Setelah shalat, setiap jamaah menyibukkan diri dengan dzikir, do’a dan merendahkan diri kepada Allah azza wa jalla. Sebaiknya berdo’a dengan mengangkat kedua tangan dan menghadap kiblat hingga terbenamnya matahari. Demikian seperti yang dilakukan Nabi shallallahu ‘alaihi wa sallam.
Karena itu, setiap jamaah hendaknya tidak menyia-nyiakan kesempatan yang agung ini.

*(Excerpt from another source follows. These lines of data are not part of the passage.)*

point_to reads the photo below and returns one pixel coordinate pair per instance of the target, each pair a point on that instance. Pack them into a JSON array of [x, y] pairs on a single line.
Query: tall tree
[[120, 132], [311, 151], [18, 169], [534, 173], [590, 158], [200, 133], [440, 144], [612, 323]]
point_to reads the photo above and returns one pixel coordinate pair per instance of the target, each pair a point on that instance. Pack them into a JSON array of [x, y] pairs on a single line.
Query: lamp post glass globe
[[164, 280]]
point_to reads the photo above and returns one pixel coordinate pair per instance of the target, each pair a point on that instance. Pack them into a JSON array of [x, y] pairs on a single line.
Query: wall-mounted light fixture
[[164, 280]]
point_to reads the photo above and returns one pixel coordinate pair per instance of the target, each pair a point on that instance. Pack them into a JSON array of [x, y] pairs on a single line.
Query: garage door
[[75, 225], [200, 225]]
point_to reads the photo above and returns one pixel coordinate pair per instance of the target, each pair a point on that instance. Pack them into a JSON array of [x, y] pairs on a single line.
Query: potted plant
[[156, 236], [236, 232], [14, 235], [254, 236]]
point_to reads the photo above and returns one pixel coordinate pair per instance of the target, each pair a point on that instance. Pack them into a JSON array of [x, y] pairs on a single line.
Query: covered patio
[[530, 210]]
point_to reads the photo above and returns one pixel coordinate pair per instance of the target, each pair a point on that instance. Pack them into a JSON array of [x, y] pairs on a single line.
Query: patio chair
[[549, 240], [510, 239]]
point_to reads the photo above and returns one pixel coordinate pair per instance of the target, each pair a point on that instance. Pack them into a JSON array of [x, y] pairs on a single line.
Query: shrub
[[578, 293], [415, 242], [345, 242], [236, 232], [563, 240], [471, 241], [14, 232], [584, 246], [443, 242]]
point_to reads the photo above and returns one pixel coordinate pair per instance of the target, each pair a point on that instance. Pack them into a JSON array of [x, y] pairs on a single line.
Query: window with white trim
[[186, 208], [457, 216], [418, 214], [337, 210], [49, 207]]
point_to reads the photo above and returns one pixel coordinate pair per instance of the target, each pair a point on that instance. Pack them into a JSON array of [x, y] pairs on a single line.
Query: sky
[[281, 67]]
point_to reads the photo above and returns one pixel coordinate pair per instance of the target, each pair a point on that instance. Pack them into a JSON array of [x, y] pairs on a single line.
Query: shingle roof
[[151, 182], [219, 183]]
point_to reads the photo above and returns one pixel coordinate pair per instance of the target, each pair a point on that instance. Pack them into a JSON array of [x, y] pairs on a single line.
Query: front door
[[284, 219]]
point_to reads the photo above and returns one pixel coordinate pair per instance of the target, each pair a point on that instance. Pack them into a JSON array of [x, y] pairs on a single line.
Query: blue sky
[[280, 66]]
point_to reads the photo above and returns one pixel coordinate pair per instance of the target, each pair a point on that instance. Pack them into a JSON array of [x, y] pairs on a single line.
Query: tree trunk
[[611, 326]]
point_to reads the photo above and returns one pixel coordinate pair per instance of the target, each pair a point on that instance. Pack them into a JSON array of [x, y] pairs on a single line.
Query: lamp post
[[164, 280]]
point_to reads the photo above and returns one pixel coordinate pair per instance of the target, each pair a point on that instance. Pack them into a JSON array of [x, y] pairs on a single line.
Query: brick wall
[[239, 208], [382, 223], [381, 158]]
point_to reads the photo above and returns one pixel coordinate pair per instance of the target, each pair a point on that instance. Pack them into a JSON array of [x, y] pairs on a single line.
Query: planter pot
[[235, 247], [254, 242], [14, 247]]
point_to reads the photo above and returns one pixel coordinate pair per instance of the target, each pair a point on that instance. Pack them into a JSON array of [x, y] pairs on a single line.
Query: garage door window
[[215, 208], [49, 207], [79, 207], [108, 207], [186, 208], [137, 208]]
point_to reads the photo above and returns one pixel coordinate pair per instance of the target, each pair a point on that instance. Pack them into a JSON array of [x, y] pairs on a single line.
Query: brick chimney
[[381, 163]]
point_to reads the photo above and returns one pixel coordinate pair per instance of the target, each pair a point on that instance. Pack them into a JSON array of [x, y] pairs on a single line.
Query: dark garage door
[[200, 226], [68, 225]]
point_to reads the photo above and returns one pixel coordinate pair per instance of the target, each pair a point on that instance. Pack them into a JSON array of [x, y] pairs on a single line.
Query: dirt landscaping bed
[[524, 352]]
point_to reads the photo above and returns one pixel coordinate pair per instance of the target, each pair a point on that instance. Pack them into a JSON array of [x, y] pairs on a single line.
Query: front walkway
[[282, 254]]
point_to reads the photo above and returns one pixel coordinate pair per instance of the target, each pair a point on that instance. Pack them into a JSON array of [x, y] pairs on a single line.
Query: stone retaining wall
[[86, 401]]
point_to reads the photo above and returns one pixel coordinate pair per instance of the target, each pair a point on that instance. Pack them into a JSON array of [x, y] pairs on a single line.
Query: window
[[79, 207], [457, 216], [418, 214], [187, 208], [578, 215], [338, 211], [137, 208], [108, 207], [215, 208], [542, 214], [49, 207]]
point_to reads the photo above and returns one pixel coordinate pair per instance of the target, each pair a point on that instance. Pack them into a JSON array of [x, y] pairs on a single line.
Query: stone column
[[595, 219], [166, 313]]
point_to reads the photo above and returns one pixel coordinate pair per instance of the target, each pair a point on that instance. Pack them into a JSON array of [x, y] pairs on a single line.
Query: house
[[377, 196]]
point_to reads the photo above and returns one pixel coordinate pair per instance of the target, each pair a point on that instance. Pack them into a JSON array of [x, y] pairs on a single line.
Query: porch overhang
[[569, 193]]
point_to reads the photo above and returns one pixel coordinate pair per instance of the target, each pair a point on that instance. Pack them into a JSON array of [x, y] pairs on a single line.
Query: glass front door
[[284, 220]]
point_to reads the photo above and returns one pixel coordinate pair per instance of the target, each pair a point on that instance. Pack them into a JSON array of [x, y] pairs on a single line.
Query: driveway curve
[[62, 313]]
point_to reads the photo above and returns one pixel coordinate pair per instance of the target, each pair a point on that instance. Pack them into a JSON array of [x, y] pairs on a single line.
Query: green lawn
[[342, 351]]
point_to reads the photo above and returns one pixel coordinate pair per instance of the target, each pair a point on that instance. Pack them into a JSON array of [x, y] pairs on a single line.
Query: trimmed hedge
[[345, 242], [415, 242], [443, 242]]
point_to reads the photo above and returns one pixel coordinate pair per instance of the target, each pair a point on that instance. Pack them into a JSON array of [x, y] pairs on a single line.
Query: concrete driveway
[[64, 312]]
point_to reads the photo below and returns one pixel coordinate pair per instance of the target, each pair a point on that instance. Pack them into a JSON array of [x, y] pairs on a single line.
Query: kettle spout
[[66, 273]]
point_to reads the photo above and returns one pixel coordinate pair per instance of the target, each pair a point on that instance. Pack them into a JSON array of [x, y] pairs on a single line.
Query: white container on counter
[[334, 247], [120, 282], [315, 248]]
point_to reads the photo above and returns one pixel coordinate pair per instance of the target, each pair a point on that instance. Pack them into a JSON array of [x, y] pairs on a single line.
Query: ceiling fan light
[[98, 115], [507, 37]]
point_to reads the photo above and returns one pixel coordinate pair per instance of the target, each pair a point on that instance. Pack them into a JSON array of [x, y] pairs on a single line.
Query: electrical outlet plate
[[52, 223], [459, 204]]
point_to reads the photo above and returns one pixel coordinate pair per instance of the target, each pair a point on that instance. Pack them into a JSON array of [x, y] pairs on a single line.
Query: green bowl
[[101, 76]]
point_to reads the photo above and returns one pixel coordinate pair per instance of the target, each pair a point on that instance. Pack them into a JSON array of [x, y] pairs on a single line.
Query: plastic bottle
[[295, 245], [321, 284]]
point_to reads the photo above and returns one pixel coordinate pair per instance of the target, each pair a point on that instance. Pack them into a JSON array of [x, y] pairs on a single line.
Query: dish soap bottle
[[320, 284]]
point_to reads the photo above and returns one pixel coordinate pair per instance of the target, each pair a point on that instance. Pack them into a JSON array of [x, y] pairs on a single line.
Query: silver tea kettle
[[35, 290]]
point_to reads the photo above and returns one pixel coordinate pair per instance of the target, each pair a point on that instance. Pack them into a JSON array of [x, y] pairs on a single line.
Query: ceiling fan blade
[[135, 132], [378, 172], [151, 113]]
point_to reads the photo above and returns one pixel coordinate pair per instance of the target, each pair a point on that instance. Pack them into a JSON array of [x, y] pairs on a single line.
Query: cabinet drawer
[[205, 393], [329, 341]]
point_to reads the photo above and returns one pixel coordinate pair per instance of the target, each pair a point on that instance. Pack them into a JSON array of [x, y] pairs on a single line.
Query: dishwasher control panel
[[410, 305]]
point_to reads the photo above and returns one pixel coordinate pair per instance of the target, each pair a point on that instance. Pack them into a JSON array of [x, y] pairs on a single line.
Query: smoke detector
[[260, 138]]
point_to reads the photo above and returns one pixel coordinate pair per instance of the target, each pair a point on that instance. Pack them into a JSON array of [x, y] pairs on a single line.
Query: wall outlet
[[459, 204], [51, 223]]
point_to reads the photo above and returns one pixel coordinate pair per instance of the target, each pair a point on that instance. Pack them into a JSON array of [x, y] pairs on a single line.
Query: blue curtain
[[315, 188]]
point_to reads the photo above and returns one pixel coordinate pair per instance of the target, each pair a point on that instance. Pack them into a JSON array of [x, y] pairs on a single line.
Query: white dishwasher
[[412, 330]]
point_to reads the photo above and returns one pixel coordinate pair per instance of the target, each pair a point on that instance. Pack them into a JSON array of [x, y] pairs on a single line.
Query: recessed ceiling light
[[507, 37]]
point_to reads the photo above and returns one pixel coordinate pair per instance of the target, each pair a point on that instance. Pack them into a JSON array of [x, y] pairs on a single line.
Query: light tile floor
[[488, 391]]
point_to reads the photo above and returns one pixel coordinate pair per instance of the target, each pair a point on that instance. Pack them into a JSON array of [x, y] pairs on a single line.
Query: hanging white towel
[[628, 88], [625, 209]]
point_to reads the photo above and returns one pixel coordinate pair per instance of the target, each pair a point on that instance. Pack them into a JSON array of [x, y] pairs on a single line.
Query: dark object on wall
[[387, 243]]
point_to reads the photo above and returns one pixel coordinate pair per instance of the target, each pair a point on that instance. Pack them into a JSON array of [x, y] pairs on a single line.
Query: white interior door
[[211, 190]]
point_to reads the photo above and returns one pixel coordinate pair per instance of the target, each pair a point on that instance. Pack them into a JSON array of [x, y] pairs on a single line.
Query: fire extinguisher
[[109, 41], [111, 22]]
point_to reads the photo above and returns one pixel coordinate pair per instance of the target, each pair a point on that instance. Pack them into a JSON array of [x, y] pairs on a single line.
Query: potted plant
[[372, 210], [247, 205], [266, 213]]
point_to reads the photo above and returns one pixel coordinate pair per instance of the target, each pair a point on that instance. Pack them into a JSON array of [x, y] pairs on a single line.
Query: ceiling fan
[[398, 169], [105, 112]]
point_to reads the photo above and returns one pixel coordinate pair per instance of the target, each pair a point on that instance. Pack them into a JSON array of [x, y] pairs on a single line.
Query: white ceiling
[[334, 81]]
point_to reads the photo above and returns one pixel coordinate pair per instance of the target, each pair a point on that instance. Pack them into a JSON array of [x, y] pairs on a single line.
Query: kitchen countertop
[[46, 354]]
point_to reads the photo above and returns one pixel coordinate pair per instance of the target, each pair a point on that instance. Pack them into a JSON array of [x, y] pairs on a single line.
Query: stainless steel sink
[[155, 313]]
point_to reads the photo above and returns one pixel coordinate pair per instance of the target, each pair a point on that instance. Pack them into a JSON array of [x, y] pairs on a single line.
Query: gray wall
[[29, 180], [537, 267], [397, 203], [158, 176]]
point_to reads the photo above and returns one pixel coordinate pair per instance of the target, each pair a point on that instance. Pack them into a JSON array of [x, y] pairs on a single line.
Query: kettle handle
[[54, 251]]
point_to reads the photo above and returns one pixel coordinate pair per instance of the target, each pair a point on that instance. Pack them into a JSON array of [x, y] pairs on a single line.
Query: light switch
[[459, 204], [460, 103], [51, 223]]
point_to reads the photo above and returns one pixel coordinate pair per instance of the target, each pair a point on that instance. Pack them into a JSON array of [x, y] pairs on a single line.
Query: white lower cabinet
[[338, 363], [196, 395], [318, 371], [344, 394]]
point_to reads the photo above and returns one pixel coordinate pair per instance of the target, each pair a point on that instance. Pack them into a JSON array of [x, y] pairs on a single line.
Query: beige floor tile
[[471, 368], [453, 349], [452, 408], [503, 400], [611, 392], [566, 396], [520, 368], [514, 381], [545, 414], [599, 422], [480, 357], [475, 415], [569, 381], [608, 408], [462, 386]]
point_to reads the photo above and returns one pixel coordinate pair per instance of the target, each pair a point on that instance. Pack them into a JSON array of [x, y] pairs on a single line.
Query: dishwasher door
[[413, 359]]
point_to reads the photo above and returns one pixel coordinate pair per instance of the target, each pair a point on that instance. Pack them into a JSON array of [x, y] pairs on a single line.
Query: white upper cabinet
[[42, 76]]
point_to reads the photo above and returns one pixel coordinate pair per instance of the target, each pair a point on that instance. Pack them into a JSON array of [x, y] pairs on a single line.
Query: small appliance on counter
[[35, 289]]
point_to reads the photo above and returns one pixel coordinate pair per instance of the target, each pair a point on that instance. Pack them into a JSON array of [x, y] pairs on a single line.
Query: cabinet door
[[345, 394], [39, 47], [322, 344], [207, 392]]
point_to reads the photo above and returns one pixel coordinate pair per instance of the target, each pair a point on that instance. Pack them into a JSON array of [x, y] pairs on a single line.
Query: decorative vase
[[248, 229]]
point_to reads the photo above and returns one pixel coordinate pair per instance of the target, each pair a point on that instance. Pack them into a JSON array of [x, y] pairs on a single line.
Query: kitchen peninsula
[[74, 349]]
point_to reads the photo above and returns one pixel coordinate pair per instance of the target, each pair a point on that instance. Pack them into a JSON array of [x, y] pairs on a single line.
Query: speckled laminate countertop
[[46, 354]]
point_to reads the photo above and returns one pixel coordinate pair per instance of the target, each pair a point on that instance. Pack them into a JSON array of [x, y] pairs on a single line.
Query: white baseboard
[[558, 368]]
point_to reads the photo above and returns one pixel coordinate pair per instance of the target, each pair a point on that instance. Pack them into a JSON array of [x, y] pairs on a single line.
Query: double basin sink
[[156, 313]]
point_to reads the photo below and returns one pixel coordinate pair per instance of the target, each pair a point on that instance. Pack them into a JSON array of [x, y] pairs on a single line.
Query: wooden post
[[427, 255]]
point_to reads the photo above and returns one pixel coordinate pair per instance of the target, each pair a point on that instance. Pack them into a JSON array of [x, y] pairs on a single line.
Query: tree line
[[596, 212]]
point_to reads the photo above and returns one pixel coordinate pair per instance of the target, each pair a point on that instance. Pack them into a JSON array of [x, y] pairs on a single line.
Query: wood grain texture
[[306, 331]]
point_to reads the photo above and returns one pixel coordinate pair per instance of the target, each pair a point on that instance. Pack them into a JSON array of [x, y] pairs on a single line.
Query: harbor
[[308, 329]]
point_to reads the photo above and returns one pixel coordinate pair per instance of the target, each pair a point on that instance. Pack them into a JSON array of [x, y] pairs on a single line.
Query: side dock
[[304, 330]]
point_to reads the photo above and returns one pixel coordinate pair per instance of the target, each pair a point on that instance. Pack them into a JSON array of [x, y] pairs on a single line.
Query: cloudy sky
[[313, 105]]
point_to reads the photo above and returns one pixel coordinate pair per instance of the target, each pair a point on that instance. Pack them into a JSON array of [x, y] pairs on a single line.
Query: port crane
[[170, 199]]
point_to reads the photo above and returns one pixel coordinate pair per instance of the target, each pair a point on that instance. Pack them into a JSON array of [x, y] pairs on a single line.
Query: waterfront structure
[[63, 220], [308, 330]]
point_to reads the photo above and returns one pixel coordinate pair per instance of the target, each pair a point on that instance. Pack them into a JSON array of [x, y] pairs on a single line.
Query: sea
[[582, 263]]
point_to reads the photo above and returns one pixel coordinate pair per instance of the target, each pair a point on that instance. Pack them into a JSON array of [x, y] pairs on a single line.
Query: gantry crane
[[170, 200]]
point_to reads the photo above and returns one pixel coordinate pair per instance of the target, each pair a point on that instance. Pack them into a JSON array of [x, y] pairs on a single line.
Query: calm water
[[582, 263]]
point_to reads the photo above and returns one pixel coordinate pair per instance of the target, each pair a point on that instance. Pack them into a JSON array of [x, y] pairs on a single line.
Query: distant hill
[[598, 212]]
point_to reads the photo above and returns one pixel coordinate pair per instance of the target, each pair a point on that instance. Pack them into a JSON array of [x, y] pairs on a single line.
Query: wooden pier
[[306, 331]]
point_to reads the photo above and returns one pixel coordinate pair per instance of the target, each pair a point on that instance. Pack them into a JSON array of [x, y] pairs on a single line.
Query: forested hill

Hendaknya ia mengulang-ulang serta memperbanyak do’a, juga hendaknya ia bertaubat kepada Allah dengan taubat yang sejujur-jujurnya.
Nabi shallallahu ‘alaihi wa sallam bersabda:
“Tidak ada hari yang ketika itu Allah lebih banyak membebaskan hamba dari (siksa) Neraka selain hari Arafah. Dan sungguh ia telah dekat, kemudian Allah membanggakan mereka di hadapan para malaikat, seraya berfirman, ‘Apa yang mereka kehendaki?’” (HR. Muslim)
Wukuf di Arafah merupakan rukun yang harus Anda lakukan dalam haji, sehingga sangat penting untuk diperhatikan tahap demi tahapnya. Beberapa hal yang suka luput pada jamaah haji di arafah ialah:
6. Bermalam di Muzdalifah
Jika matahari telah tenggelam pada hari Arafah maka para jamaah meninggalkan Arafah menuju Muzdalifah dengan tenang, diam dan tidak berdesak-desakan. Jika telah sampai Muzdalifah ia shalat Maghrib dan Isya’ secara jama’ qashar dengan satu adzan dan dua iqamat.
Diharamkan mengakhirkan shalat Isya’ hingga lewat pertengahan malam, berdasarkan sabda Nabi shallallahu ‘alaihi wa sallam:
وَوَقْتُ صَلاَةِ الْعِشَاءِ إِلَى نِصْفِ اللَّيْلِ الأَوْسَطِ
“Waktu Isya’ adalah sampai pertengahan malam.” [HR. Muslim].
Jika ia takut akan lewatnya waktu, hendaknya ia shalat Maghrib dan Isya’ di tempat mana saja, meskipun di Arafah.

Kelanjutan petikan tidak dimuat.